Wednesday, 13 July 2016

Hijab Syar'i

Hijab Syar'i
Istilah hijab syar'i sebenarnya sebuah istilah yang rancu. Hijab adalah pakaian wanita sesuai tuntunan syariat Islam. Kalau sesuatu disebut hijab, maka ia sudah sesuai ketentuan syar'i. Jadi tidak perlu ditambahi lagi dengan kata sifat syar'i. Adapun sesuatu yang tidak sesuai kaidah, bukanlah hijab.
Kesalahan istilah ini bermula dari salah persepsi. Banyak orang menganggap selembar kain penutup kepala itulah hijab. Kain itu sebenarnya disebut khimar. Memakai khimar tidak sama dengan berhijab. Nah, kalau mau diberi embel-embel syar'i, khimar lebih cocok.
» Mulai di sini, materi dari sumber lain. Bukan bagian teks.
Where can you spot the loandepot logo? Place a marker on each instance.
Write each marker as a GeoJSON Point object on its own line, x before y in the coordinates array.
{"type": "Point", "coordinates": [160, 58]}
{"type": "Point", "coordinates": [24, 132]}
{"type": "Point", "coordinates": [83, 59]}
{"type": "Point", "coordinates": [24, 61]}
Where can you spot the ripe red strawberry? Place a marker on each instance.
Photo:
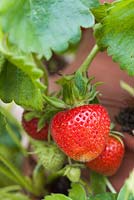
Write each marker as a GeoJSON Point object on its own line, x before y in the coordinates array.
{"type": "Point", "coordinates": [31, 129]}
{"type": "Point", "coordinates": [108, 162]}
{"type": "Point", "coordinates": [81, 132]}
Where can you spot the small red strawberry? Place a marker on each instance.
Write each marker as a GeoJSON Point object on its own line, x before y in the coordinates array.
{"type": "Point", "coordinates": [109, 161]}
{"type": "Point", "coordinates": [81, 132]}
{"type": "Point", "coordinates": [31, 129]}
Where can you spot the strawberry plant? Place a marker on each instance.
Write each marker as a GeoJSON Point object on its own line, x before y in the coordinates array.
{"type": "Point", "coordinates": [68, 130]}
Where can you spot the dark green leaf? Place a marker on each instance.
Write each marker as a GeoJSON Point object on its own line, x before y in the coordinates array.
{"type": "Point", "coordinates": [16, 85]}
{"type": "Point", "coordinates": [13, 196]}
{"type": "Point", "coordinates": [5, 138]}
{"type": "Point", "coordinates": [49, 155]}
{"type": "Point", "coordinates": [98, 184]}
{"type": "Point", "coordinates": [116, 33]}
{"type": "Point", "coordinates": [57, 197]}
{"type": "Point", "coordinates": [127, 191]}
{"type": "Point", "coordinates": [77, 192]}
{"type": "Point", "coordinates": [101, 11]}
{"type": "Point", "coordinates": [105, 196]}
{"type": "Point", "coordinates": [42, 26]}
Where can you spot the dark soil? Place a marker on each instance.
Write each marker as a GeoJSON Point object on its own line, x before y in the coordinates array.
{"type": "Point", "coordinates": [125, 119]}
{"type": "Point", "coordinates": [60, 185]}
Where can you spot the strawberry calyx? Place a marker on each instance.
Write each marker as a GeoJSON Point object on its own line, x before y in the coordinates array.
{"type": "Point", "coordinates": [117, 135]}
{"type": "Point", "coordinates": [76, 90]}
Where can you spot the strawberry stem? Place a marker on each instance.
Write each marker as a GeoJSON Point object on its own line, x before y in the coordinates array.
{"type": "Point", "coordinates": [84, 67]}
{"type": "Point", "coordinates": [109, 185]}
{"type": "Point", "coordinates": [43, 68]}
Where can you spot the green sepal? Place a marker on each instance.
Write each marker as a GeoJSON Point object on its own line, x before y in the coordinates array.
{"type": "Point", "coordinates": [72, 173]}
{"type": "Point", "coordinates": [77, 191]}
{"type": "Point", "coordinates": [54, 101]}
{"type": "Point", "coordinates": [98, 184]}
{"type": "Point", "coordinates": [47, 115]}
{"type": "Point", "coordinates": [39, 179]}
{"type": "Point", "coordinates": [77, 89]}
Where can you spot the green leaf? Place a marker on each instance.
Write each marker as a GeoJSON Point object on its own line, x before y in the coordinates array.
{"type": "Point", "coordinates": [77, 192]}
{"type": "Point", "coordinates": [98, 184]}
{"type": "Point", "coordinates": [127, 191]}
{"type": "Point", "coordinates": [49, 155]}
{"type": "Point", "coordinates": [105, 196]}
{"type": "Point", "coordinates": [13, 196]}
{"type": "Point", "coordinates": [23, 84]}
{"type": "Point", "coordinates": [101, 11]}
{"type": "Point", "coordinates": [115, 32]}
{"type": "Point", "coordinates": [15, 85]}
{"type": "Point", "coordinates": [5, 138]}
{"type": "Point", "coordinates": [57, 197]}
{"type": "Point", "coordinates": [2, 60]}
{"type": "Point", "coordinates": [73, 173]}
{"type": "Point", "coordinates": [42, 26]}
Ada pemakaian khimar sesuai syar'i ada yang tidak.
Bagaimana ketentuan hijab menurut syariat? Pertama, ia menutupi seluruh tubuh, kecuali muka dan telapak tangan. Ini definsi yang sangat jamak dipakai. Tapi itu saja belum cukup. Syarat lain, tidak boleh ketat hingga menampakkan lekuk-lekuk tubuh, termasuk tonjolan buah dada. Pemakaian khimar tujuannya bukan sekedar menutupi kepala, tapi juga agar terjulur ke bawah menutupi dada. Tentu saja pakaian tidak boleh tipis menerawang. Terakhir, tidak boleh menyerupai laki-laki. Begitu ketentuan yang sering disampaikan para ulama.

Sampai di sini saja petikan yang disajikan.